Use distance variant position to get the nearest gene. Uses snpsettest function `map_snp_to_gene` to identify genes from GENCODE databases (https://github.com/HimesGroup/snpsettest).
Usage
get_nearest_gene(
variants,
detect_headers = TRUE,
snp_col = "SNP",
chr_col = "CHR",
pos_col = "BP",
build = 37,
n_bases = 1e+05
)
Arguments
- variants
A data.frame. Contains the variants (e.g., in summary statistics).
- detect_headers
Logical. Default=TRUE. Search input headers to see if BOLT-LMM, SAIGE, REGENIE, or GWAS CATALOG input (user therefore doesn't need to provide).
- snp_col
A string. Default="SNP". The RSID/variantID column name.
- chr_col
A string. Default="CHR". The chromosome column name.
- pos_col
A string. Default="BP". The base pair/position column name.
- build
An integer. Default=37. Genome build to use (can only be 37 or 38).
- n_bases
An interger. Default=1e5. The max distance in base-pairs between a variant and a gene to annotate
Value
Returns a data frame of variant IDs mapped to genes (with distance).

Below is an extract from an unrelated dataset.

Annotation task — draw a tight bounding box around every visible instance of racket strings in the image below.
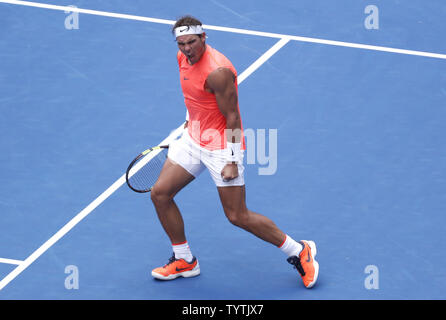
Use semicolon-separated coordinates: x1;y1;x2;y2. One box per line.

If `dist` is positive, the variant is intergenic, and this is the distance to the closest gene. If `dist` is negative, the variant is within a gene, and this is the distance to the start of the gene. If `dist` is NA, the variant is not within `n_bases` of a gene in GENCODE.
Examples
gwas_loci = get_loci(gwas_example)
#>
#> Locus size (bases) = 5e+05
#> P-value threshold = 5e-08
#>
#> N variants = 319732
#> N variants p<threshold = 4132
#> N loci = 15
gwas_loci_genes = get_nearest_gene(gwas_loci)
#> Using human genome build 37
#> Getting nearest gene for 4131 unique variants
#> (Removed 1 duplicated or missing variant IDs/positions)
head(gwas_loci_genes)
#> SNP CHR BP A1 A2 MAF BETA SE P locus
#> 1 rs12046439 1 107536799 T C 0.248 0.00997159 0.00170546 5.01e-09 1
#> 2 rs143849791 1 107537916 CATG C 0.325 0.01283200 0.00164361 5.85e-15 1
#> 3 rs113329442 1 107539252 A G 0.330 0.01109240 0.00149706 1.27e-13 1
#> 4 rs3861909 1 107544176 G A 0.327 0.01187220 0.00150837 3.52e-15 1
#> 5 rs17496332 1 107546375 A G 0.331 0.01110260 0.00148844 8.70e-14 1
#> 6 rs2878349 1 107549245 G A 0.327 0.01182020 0.00149200 2.33e-15 1
#> lead gene dist
#> 1 FALSE PRMT6 62468
#> 2 FALSE PRMT6 61351
#> 3 FALSE PRMT6 60015
#> 4 FALSE PRMT6 55091
#> 5 FALSE PRMT6 52892
#> 6 FALSE PRMT6 50022
head(gwas_loci_genes[ gwas_loci_genes$lead==TRUE , ])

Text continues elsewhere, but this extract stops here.